Surnommés les "Khrouchtchevki" parce que construits à l'époque où Nikita Khrouchtchev dirigeait l'Union soviétique, dans les années 1950 et 1960, ces immeubles sont emblématiques des banlieues de Moscou, mais aussi de très nombreuses villes russes où ils ont permis de résoudre la crise du logement que connaissait alors le pays. Ils sont, notamment à Moscou, un des legs les plus visibles de l'époque soviétique, plus de 25 ans après la chute de l'URSS.
Mais le maire de Moscou Sergueï Sobianine, appuyé par le Kremlin, veut remplacer des milliers d'édifices comprenant peu d'étages par de hautes constructions permettant de loger bien plus de familles, dans une capitale de 12 millions d'habitants où la place manque.

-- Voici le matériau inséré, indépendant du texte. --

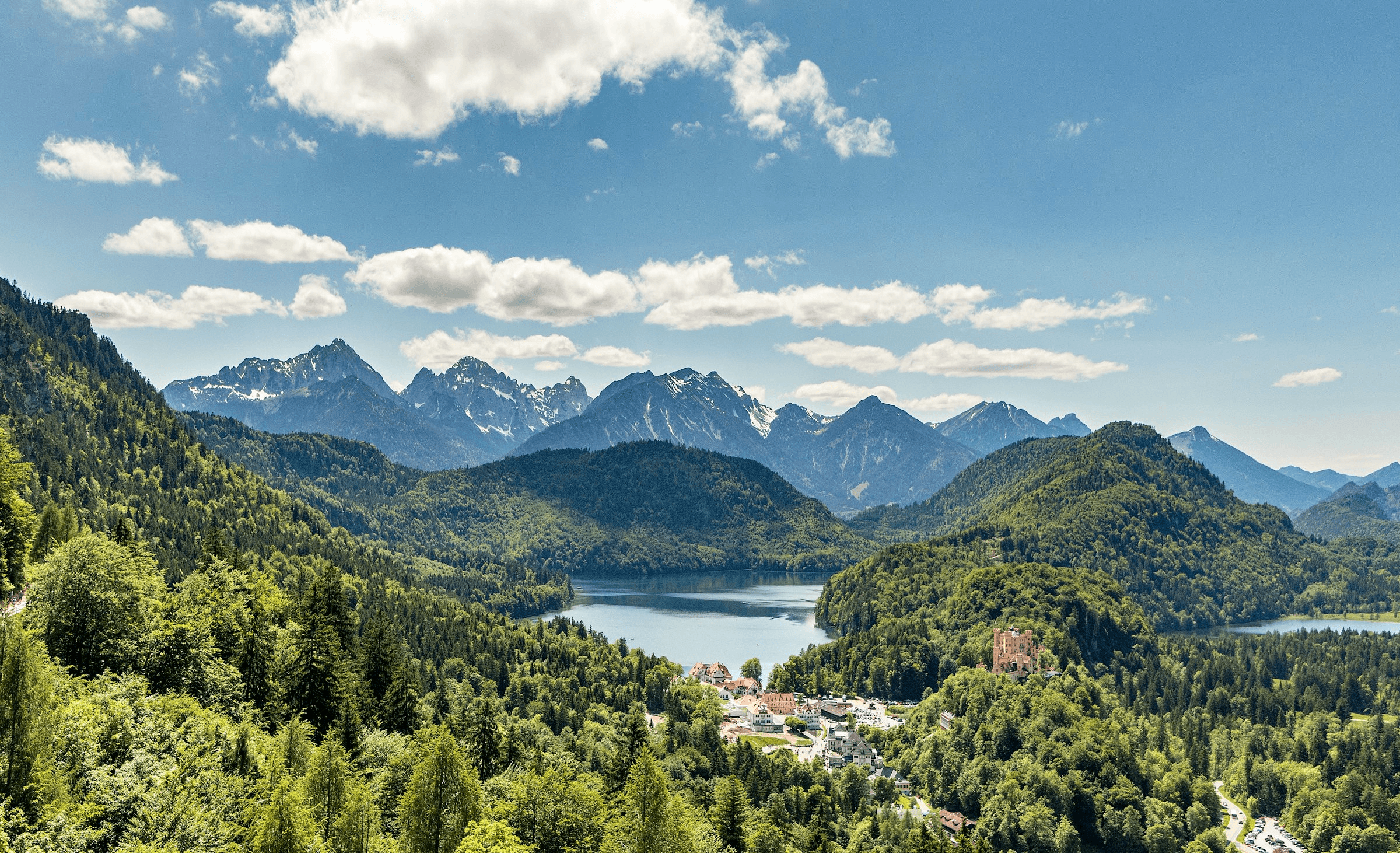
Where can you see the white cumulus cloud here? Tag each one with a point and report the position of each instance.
(762, 102)
(615, 356)
(544, 289)
(963, 303)
(845, 396)
(200, 75)
(160, 310)
(430, 158)
(956, 359)
(253, 22)
(702, 292)
(439, 349)
(1308, 377)
(824, 352)
(265, 242)
(142, 19)
(316, 298)
(79, 11)
(97, 162)
(961, 359)
(412, 71)
(307, 146)
(152, 236)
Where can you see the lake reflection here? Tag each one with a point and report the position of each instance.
(1292, 625)
(726, 617)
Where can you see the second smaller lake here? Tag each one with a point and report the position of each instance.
(726, 617)
(1292, 625)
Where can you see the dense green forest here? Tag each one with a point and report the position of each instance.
(204, 662)
(1125, 502)
(1354, 512)
(642, 508)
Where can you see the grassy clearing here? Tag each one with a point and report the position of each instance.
(760, 740)
(1390, 617)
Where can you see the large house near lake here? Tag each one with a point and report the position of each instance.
(1016, 653)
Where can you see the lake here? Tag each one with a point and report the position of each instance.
(1290, 625)
(726, 617)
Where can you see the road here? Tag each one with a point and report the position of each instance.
(1237, 820)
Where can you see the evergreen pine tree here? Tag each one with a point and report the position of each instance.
(327, 784)
(26, 695)
(382, 651)
(285, 827)
(484, 739)
(646, 821)
(400, 711)
(442, 799)
(730, 812)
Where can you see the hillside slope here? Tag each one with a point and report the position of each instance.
(1125, 502)
(106, 443)
(638, 508)
(1251, 480)
(1354, 512)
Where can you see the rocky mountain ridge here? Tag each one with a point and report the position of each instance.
(468, 415)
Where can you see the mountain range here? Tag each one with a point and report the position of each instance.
(473, 414)
(468, 415)
(1251, 480)
(870, 456)
(640, 508)
(1366, 511)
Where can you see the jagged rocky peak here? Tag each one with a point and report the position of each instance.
(494, 403)
(794, 421)
(265, 379)
(992, 426)
(1069, 425)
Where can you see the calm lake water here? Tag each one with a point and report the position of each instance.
(726, 617)
(1290, 625)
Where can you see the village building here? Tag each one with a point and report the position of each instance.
(766, 721)
(780, 704)
(716, 674)
(852, 749)
(836, 711)
(810, 714)
(954, 823)
(1014, 653)
(743, 687)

L'annonce fin février de la démolition concernait au départ 8.000 immeubles où vivaient 1,6 million de personnes. Mais de vives protestations parmi les habitants, qui craignent notamment de voir bafoués leurs droits de propriétaires, ont rapidement conduit les autorités à revoir en baisse leur projet: il est désormais question de 4.500 immeubles, où vivent des centaines de milliers de personnes.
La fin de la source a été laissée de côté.